Experts recommend strengthening security not only at the model level, but also across agents, connectors, and natural language instructions to reduce the risk of automated misuse.
Rousseau added that agentic browser assistants turn normal prompts into chains of powerful actions across Gmail and Drive. When these chains originate from untrusted content, especially polite emails, organizations face a new zero click data wiper threat.
HashJack Attack Exploits URL Fragments
A related disclosure from Cato Networks highlights another threat targeting AI powered browsers, known as HashJack. The technique hides rogue prompts after the hashtag symbol inside legitimate URLs such as “www.example[.]com/home” to deceive browser agents.
A threat actor can deliver this URL through email, social media, or embed it directly in a page. Once the victim loads the page and asks the AI browser a related question, the hidden prompt is executed automatically.
Security researcher Vitaly Simonovich described HashJack as the first indirect prompt injection method that weaponizes any legitimate website by embedding malicious instructions in the URL fragment. Because the site appears safe, users do not suspect that the browser assistant is being manipulated.

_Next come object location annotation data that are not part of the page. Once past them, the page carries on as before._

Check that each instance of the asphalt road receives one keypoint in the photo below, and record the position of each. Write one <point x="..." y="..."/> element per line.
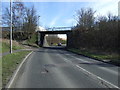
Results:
<point x="57" y="68"/>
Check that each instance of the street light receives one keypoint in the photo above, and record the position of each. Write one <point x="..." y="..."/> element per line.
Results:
<point x="10" y="26"/>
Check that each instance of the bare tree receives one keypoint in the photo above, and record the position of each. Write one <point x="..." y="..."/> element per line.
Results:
<point x="85" y="17"/>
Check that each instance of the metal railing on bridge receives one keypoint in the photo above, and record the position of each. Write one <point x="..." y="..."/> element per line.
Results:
<point x="59" y="28"/>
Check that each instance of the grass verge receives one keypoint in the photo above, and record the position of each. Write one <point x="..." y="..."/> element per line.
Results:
<point x="9" y="64"/>
<point x="113" y="58"/>
<point x="5" y="45"/>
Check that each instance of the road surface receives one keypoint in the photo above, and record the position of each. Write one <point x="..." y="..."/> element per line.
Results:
<point x="57" y="68"/>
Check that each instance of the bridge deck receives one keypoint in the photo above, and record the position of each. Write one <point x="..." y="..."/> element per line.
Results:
<point x="55" y="32"/>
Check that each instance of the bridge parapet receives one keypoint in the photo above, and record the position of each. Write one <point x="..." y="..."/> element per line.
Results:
<point x="59" y="29"/>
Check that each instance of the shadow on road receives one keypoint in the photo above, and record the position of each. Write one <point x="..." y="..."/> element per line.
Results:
<point x="55" y="47"/>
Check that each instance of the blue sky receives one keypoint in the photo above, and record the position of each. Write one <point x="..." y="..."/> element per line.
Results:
<point x="62" y="13"/>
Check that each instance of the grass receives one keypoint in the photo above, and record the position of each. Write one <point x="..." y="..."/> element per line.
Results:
<point x="0" y="73"/>
<point x="5" y="47"/>
<point x="9" y="64"/>
<point x="113" y="58"/>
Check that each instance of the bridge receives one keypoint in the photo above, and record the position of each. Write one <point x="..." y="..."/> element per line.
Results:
<point x="54" y="30"/>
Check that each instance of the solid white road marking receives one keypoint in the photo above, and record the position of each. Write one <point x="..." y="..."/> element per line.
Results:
<point x="13" y="78"/>
<point x="91" y="74"/>
<point x="108" y="83"/>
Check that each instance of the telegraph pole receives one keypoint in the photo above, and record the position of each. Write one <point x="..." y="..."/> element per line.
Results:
<point x="10" y="26"/>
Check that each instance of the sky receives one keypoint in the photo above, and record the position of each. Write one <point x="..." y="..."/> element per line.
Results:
<point x="62" y="13"/>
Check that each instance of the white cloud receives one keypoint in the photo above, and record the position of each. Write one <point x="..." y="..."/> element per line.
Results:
<point x="53" y="22"/>
<point x="105" y="6"/>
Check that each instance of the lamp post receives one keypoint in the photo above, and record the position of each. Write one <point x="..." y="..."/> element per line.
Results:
<point x="10" y="26"/>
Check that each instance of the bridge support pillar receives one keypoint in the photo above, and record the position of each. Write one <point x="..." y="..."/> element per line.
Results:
<point x="42" y="35"/>
<point x="69" y="42"/>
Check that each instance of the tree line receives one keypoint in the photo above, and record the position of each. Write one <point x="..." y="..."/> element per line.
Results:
<point x="95" y="33"/>
<point x="24" y="21"/>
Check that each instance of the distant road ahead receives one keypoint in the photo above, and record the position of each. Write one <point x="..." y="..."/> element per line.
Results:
<point x="56" y="68"/>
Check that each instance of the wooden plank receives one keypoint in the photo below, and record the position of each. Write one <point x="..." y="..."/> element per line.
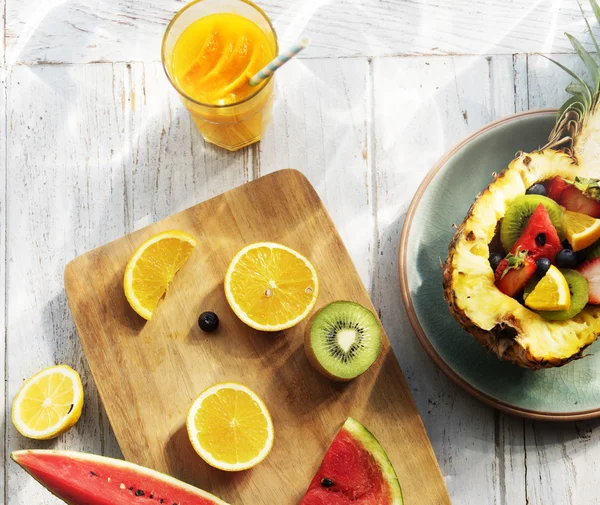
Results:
<point x="569" y="449"/>
<point x="66" y="196"/>
<point x="4" y="416"/>
<point x="422" y="107"/>
<point x="547" y="82"/>
<point x="171" y="168"/>
<point x="322" y="130"/>
<point x="171" y="360"/>
<point x="123" y="30"/>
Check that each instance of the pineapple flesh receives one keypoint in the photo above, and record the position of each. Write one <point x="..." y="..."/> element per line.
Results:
<point x="501" y="323"/>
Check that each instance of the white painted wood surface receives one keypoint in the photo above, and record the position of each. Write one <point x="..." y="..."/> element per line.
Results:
<point x="97" y="144"/>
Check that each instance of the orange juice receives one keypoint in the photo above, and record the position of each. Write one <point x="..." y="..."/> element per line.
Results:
<point x="215" y="57"/>
<point x="210" y="51"/>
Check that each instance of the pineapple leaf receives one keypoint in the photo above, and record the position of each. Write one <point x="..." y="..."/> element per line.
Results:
<point x="574" y="89"/>
<point x="592" y="2"/>
<point x="587" y="58"/>
<point x="596" y="9"/>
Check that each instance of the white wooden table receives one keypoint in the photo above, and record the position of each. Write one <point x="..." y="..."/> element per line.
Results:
<point x="95" y="144"/>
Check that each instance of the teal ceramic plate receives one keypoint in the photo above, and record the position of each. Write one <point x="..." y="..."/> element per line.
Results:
<point x="566" y="393"/>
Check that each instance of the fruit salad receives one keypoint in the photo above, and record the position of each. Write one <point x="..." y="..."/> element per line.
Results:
<point x="546" y="253"/>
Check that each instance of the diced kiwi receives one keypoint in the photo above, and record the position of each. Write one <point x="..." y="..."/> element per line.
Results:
<point x="578" y="286"/>
<point x="518" y="213"/>
<point x="343" y="340"/>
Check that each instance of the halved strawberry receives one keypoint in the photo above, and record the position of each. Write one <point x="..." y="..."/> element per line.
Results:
<point x="514" y="272"/>
<point x="539" y="237"/>
<point x="555" y="187"/>
<point x="591" y="271"/>
<point x="582" y="196"/>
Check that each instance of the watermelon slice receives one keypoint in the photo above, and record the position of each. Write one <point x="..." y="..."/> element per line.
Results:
<point x="355" y="470"/>
<point x="539" y="237"/>
<point x="87" y="479"/>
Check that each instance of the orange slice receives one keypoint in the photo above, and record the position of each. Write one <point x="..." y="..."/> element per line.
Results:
<point x="582" y="230"/>
<point x="551" y="293"/>
<point x="230" y="427"/>
<point x="49" y="403"/>
<point x="271" y="287"/>
<point x="152" y="268"/>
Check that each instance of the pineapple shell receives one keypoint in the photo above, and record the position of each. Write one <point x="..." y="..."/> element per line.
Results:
<point x="505" y="326"/>
<point x="501" y="323"/>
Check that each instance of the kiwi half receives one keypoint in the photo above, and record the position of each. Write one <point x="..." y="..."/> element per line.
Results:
<point x="343" y="340"/>
<point x="578" y="286"/>
<point x="518" y="213"/>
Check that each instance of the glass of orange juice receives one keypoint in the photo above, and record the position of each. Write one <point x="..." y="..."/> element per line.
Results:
<point x="210" y="50"/>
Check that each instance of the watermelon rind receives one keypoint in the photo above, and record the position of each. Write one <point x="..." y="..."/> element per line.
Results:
<point x="371" y="445"/>
<point x="115" y="463"/>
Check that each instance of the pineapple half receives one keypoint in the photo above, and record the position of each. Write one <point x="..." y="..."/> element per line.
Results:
<point x="499" y="322"/>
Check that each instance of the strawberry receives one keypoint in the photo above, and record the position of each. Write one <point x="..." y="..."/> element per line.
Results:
<point x="591" y="271"/>
<point x="539" y="237"/>
<point x="514" y="272"/>
<point x="582" y="196"/>
<point x="555" y="187"/>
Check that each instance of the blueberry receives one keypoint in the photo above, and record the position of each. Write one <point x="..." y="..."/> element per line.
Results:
<point x="581" y="256"/>
<point x="495" y="259"/>
<point x="537" y="189"/>
<point x="540" y="239"/>
<point x="208" y="321"/>
<point x="566" y="259"/>
<point x="542" y="266"/>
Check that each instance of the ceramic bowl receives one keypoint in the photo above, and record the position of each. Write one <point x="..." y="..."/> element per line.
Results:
<point x="567" y="393"/>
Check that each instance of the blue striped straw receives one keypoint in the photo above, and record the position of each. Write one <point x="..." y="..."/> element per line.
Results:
<point x="278" y="62"/>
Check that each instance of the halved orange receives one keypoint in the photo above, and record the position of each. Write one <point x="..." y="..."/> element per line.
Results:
<point x="271" y="287"/>
<point x="230" y="427"/>
<point x="153" y="267"/>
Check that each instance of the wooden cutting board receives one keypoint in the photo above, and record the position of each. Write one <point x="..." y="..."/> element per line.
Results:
<point x="148" y="373"/>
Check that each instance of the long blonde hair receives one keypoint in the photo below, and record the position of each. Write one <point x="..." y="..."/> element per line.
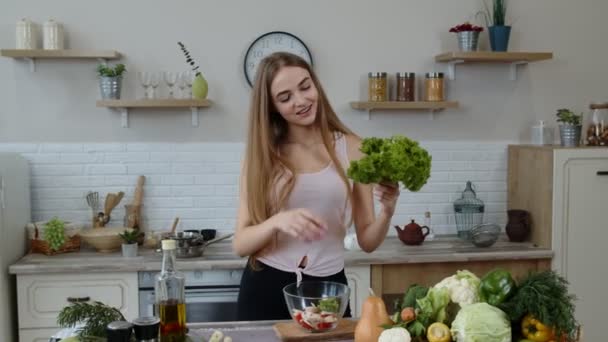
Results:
<point x="268" y="129"/>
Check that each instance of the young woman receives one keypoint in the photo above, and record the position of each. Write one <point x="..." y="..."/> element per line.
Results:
<point x="295" y="199"/>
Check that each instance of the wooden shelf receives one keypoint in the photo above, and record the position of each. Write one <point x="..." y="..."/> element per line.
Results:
<point x="402" y="105"/>
<point x="31" y="55"/>
<point x="512" y="58"/>
<point x="124" y="105"/>
<point x="69" y="53"/>
<point x="598" y="106"/>
<point x="155" y="103"/>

Following responsible disclosure, Google classified the issue as low severity and noted that it is intended behavior, while Perplexity and Microsoft have released patches for their AI browsers. Claude for Chrome and OpenAI Atlas are not affected by the HashJack technique.
Google also clarified that guardrail bypasses or policy violating content generation do not qualify as security vulnerabilities under its AI Vulnerability Reward Program.